An untitled Zdzislaw Beksinski
      piece


   The human mind is constantly conceptualizing (or at least mine is). We experience a set of phenomena and immediately encapsulate it in a concept. Emotions exemplify this process. Try this experiment: the next time you feel a strong emotion, see what that emotion actually feels like. How do you know you are, for example, angry? What kind of experiential signature does anger have? In my experience, most emotions are primarily felt as sensations in the chest. Anxiety is often an upward rush through the chest, love is a kind of warm ball centered in the upper torso, etc. The direct experience of emotions is often different from our concepts of them; we don't tend to think of the exact feeling of an upward rush in the chest when we think of anxiety. I believe this pattern widely holds: our concepts about our lives, reality, ourselves, and others rarely match their subject matter in actuality and this has a number of negative consequences.

   Take our ideas about plans. COVID-19 has taught me some great lessons on this front. As we start thinking about plans for the future, we begin to make them solid, concrete things in our heads. For example, my past internship this summer was originally going to be in Chicago. After accepting the offer last fall, I began thinking about all the things I'd be able to do in Chicago, all that I wanted to explore, and what my life would be like. These projections into the future had been fleshed out before anything even numerous steps before them had happened. As it turned out, they never would since my internship was made completely virtual due to COVID-19. In the moment of hearing that our plans have been dashed, we experience a feeling of loss. But what, exactly, have we lost? Often, nothing tangible. My plans for Chicago were nothing more than fleeting ideas bouncing around in my head. They represented nothing concrete, pointed to nothing in reality. As we fixate on our ideas about the future, we make something out of nothing. This isn't wholly bad--it's sometimes necessary--but we'd likely save ourselves a lot of heartache and mental toll if we didn't always reinforce this pattern. Again, this is a case of our ideas about reality straying from reality itself. If I had considered what my ideas about Chicago were actually mapping to, I wouldn't have been able to point to anything. I would have recognized that they just represented something that could happen in the future. The mismatch between reality and my ideas about Chicago led to some feelings of loss. However, our concepts have the potential to cause harm beyond the boundaries of our internal lives.

   When applied to other people, our conceptualizing can have even more harmful effects. Though many of us mean well and want to avoid placing others in mental boxes by making generalizations about them, our minds often do this automatically and subtly. Many of these mental tendencies have likely proven useful: our minds can save a lot of time and energy by forming a template for a group of things or people and immediately recalling this template when later seeing members of that group. This allows us to not have to relearn everything about that person or thing everytime we see them. This no doubt had survival ramifications for early humans. Being able to quickly identify members of rival or friendly groups could be the difference between life and death. However, in modern society, this habit can have different, harmful effects. In making split-second categorizations of people and things, we can very easily maintain assumptions and ideas about people that are unfair, unflattering, unjust, or simply untrue.
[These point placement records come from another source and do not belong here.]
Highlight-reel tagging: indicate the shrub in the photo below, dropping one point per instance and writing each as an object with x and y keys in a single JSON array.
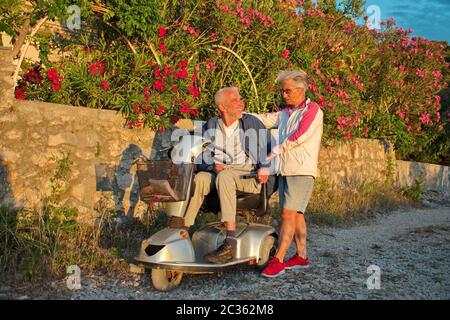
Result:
[{"x": 375, "y": 84}]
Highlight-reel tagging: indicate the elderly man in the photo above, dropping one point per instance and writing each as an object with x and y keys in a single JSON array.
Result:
[
  {"x": 229, "y": 132},
  {"x": 300, "y": 127}
]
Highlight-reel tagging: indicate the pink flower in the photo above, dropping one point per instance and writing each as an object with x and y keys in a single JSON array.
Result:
[
  {"x": 420, "y": 73},
  {"x": 312, "y": 87},
  {"x": 183, "y": 64},
  {"x": 343, "y": 95},
  {"x": 136, "y": 106},
  {"x": 160, "y": 110},
  {"x": 321, "y": 101},
  {"x": 175, "y": 119},
  {"x": 162, "y": 48},
  {"x": 210, "y": 66},
  {"x": 52, "y": 75},
  {"x": 97, "y": 67},
  {"x": 105, "y": 85},
  {"x": 194, "y": 112},
  {"x": 438, "y": 99},
  {"x": 425, "y": 119},
  {"x": 56, "y": 86},
  {"x": 184, "y": 108},
  {"x": 19, "y": 93},
  {"x": 158, "y": 85},
  {"x": 194, "y": 91},
  {"x": 181, "y": 74}
]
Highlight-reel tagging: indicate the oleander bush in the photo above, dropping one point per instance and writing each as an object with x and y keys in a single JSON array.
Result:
[{"x": 157, "y": 62}]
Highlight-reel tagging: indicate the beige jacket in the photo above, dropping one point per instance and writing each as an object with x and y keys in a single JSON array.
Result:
[{"x": 299, "y": 137}]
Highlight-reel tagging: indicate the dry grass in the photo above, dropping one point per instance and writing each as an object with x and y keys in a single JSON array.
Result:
[{"x": 331, "y": 205}]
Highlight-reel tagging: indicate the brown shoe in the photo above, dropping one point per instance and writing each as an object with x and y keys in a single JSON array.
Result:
[{"x": 222, "y": 254}]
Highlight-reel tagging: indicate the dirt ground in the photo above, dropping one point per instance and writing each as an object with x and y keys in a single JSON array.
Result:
[{"x": 409, "y": 251}]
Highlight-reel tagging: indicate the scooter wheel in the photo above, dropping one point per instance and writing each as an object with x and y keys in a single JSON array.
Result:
[{"x": 165, "y": 280}]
It is astonishingly easy to do this--even for the most well-meaning folks. If you ever watch your internal attitudes towards categorizations of people or things, you will quickly see this. As a result, it is helpful to constantly challenge your assumptions--to look past our automatic ideas about people to see what reality is actually like.

   Further, when we group people and things in this way, we confine them to simplified, restrictive, and boring versions of their real selves.

   Ultimately, this process of "concept cracking" can lead us to see some of the myriad ways we are wrong about reality. It can teach us that--to the dismay of the aspect of our brains that wants to classify, define, explain, and understand everything--reality is much messier, bigger, and more complicated than can often be captured in the neat concepts we dream up. This isn't an all out war on ideas, however. Of course, our ideas are often extremely useful, exciting, and transformative. It is however, a call to constantly stress test our thoughts about "the way things are" to ensure we don't oversimplify and overclassify the world, losing touch with its depth, unpredictability, and incredible complexity.